Question

A non-uniform bar of weight W is suspended at rest by two strings of negligible weight as shown in Fig.7.39. The angles made by the strings with the vertical are ${36.9}^{\circ }$ and ${53.1}^{\circ }$ respectively. The bar is 2 m long. Calculate the distance d of the centre of gravity of the bar from its left end.

Answer 1

The free body diagram of the bar is shown in the following figure.

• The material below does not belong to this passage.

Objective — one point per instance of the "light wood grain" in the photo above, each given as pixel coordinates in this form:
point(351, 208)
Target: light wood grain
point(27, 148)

Length of the bar, l = 2 m
$T_1$ and $T_2$ are the tensions produced in the left and right strings respectively. At translational equilibrium, we have:
$T_{1}sin{36.9}^{\circ }=T_{2}sin{53.1}^{\circ }\frac{T_1}{T_2}=\frac{sin{53.1}^{\circ }}{sin{36.9}^{\circ }}=\frac{0.800}{0.600}=\frac{4}{3}\Rightarrow T_1=\frac{4}{3}{T}_2$
For rotational equilibrium, on taking the torque about the centre of gravity, we have:
$T_{1}cos{36.9}^{\circ }\times d=T_{2}cos{53.1}^{\circ }(2-d)\Rightarrow T_1\times 0.800d=T_{2}0.600(2-d)\frac{4}{3}\times T_2\times 0.800d=T_2[0.600\times 2-0.600d]1.067d+0.6d=1.2\therefore d=\frac{1.2}{1.67}=0.72m$
Hence, the C.G. (centre of gravity) of the given bar lies 0.72 m from its left end.